Il m’a suffi de peu de temps pour découvrir la problématique du tout : comment faire de l’art et le malin sur le dos de la misère et de l’horreur économique ? Concassons le réel en blocs pseudos-magiques, faisons les passer pour des perles et relions les par un fil inexistant. Les 1001 nuits de Gomes, c’est le couteau sans lame de Lichtenberg auquel il manque le manche, soit un Rien bien aveuglant, puisque se targuant de réel (vrais faits divers blah blah blah). D’ailleurs, Gomes réapparaît dans le troisième en vizir ou magicien - signature aussi visible et pompeuse que la dédicace à ses enfants (mon Dieu, mais quel monde va-t-il leur rester ?).
Je dois vous avouer qu’un mécanisme de défense face à autant d’inepties m’a fait presque oublier les 3 tomes - mais les impressions qui restent sont accablantes.
Gomes ne s’intéresse pas une seule seconde à ce qu’il filme, il n’y voit qu’un matériel pour imposer sa marque de conteur-magicien retors. C’est particulièrement visible avec la dernière partie du second, les deux retraités suicidaires, qui est traitée avec un retrait glacial, non pas de la réserve pudique, mais un désintérêt (et le seul plan dont je me souviens est celui de la surimpression du chien fantôme, un chichi global-Lassie).
Dans le troisième volet, la partie marseillaise est si pauvrement naïve et bêtassonne qu’on dirait une Honoré-moulade à la façon des affreuses Métamorphoses de notre micro-Demy national (…)

valzeur a dit…

(…) Et le summum de l’inconséquence est atteinte avec « le chant enivrant des pinsons » (je vois personnellement une ironie infecte dans l’usage du terme « enivrant »). Ces 45 minutes assomment proprement le spectateur en le perdant dans un mirage de cartons ineptes, de voix-off redondantes et de répétitions «  tongue-in-cheek » (pardonnez-moi l’anglais inrocks, mais cette expression est un résumé de son cinéma) ; ces fameux pinsons ne sont qu’un motif pour Gomes ; ce qui doit être un mode de libération des prolétaires portugais s’y adonnant (une libération qui joue d’ailleurs sur l’emprisonnement des oiseaux) n’est ni clarifié, ni même montré par le cinéaste. Avez-vous identifié un seul personnage ? Les noms se succèdent sur des plans de groupe, la voix-off joue des décalages. Et les rituels sont totalement incompréhensibles. Le mouvement de mythification que semble tenter Gomes est complètement vidé par ce que l’on voit à l’écran, et aboutit de fait à son inverse une pure et simple mystification du spectateur qui n’a rien vu, mais croit avoir saisi quelque chose. MG n’est pas un magicien, ni un illusionniste, mais rien de moins qu’un escroc, et il peut être fier de son coup, son triple film a été vendu comme le meilleur de Cannes, alors qu’il avait échappé, on se demande comment, à la sélection officielle (trop de beauté ?)
Je vous apprécie suffisamment, Buster, pour être un peu triste que vous ayez succombé à l’arnaque de l’année, pire que le Desplechin ou que le terminal Moretti - tellement mauvais, celui-ci, que peu oseront se déculotter devant (enfin, j’espère),

Ouf, ça va mieux en le disant, comme on le dit dans un torchon.

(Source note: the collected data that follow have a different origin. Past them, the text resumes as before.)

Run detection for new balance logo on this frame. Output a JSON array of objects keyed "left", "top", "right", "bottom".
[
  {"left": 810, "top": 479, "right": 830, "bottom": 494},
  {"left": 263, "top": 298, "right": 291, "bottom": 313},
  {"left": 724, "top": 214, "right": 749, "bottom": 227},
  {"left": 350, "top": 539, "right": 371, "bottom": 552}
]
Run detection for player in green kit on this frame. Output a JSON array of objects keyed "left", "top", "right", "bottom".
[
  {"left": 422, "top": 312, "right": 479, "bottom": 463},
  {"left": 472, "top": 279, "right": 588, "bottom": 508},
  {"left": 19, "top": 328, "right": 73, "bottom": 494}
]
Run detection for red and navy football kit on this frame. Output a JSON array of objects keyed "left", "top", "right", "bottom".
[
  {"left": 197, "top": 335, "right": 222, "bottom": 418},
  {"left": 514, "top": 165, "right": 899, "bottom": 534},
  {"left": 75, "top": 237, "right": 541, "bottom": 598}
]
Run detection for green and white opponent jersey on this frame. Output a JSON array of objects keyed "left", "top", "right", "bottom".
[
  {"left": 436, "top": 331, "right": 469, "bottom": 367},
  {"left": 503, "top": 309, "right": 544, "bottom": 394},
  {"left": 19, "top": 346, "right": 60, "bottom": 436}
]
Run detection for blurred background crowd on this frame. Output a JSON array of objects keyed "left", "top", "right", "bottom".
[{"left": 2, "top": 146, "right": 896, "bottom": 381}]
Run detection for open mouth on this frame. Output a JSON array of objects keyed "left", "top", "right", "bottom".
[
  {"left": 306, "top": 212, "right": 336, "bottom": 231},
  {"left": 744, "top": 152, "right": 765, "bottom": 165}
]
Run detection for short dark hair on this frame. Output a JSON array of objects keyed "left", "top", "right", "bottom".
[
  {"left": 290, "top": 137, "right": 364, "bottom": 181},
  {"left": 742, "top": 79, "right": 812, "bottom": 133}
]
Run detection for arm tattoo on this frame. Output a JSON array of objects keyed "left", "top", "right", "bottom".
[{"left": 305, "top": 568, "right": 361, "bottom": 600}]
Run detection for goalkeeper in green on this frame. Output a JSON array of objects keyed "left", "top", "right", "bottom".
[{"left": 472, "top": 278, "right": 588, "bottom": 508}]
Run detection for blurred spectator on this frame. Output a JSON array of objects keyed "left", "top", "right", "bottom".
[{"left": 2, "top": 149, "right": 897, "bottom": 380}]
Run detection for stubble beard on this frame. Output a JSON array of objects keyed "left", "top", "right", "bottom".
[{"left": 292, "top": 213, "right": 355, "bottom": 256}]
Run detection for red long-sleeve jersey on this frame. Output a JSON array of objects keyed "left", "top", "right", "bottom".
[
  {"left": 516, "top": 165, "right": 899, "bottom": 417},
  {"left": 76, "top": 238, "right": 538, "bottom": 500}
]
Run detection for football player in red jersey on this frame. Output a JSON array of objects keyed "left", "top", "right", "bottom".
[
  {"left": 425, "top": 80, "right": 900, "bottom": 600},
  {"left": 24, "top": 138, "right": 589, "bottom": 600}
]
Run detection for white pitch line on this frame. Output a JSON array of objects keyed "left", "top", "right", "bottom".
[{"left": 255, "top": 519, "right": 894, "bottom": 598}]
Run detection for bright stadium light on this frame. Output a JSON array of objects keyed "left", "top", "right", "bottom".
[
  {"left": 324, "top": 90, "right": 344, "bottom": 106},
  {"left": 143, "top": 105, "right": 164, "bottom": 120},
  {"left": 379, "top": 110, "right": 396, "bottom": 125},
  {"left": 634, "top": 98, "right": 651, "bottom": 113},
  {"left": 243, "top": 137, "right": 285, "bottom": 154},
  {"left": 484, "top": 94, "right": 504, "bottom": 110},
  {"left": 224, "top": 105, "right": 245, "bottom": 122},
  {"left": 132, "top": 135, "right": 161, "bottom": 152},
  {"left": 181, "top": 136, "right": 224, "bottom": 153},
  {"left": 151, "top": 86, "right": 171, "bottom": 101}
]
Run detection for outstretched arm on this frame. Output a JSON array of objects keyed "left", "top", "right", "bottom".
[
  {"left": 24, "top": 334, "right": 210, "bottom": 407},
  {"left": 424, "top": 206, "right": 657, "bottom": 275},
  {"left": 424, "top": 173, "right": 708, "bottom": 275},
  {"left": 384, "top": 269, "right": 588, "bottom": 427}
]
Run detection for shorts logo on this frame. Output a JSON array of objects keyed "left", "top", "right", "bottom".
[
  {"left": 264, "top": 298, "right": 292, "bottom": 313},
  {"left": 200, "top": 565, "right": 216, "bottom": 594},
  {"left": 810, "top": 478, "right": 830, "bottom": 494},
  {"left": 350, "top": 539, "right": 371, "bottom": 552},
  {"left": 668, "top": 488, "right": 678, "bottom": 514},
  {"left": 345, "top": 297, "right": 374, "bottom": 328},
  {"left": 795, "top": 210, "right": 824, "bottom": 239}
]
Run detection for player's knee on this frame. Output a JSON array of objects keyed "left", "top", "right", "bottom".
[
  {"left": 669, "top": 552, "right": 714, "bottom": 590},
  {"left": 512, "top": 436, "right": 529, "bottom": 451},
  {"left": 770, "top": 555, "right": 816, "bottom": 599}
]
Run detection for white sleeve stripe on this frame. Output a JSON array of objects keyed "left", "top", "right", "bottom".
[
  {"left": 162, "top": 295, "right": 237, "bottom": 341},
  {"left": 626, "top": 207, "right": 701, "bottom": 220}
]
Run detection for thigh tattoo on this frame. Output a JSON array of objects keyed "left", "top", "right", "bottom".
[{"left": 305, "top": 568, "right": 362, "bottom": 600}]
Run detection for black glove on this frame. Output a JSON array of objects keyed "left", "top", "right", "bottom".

J’espère que le dernier Beach House agit sur vous comme un baume...

Buster a dit…

Oui oui valzeur, n'en jetez plus... le film n’est pas sans défaut, je le concède (la première moitié du volume 1 est franchement pénible), mais moi je le défends... on passe par tous les états en le voyant... impatience, attrait, ennui, étonnement, agacement, plaisir... ce n’est pas toujours inspiré, des fois ça ne fonctionne pas, mais à certains moments c’est quand même très fort... le passage avec les pinsonneurs, au départ j’étais dubitatif, moi non plus j’ai rien compris au concours, en plus ça dure, mais c’est justement sur la durée que ça marche, il finit par se passer quelque chose, ce mélange de poésie un peu grossière et d’absurde (les chants des pinsons à côté des bruits d’avions) m’a touché, on ressent une vraie tendresse pour ces hommes... quand le pinsonneur emmène son oiseau mort d’avoir trop chanté, c’est filmé simplement, sans effet, sans pathos, c’est très émouvant… Question arnaque, je trouve que Tabou, que vous aimiez bien je crois, s'en approchait davantage.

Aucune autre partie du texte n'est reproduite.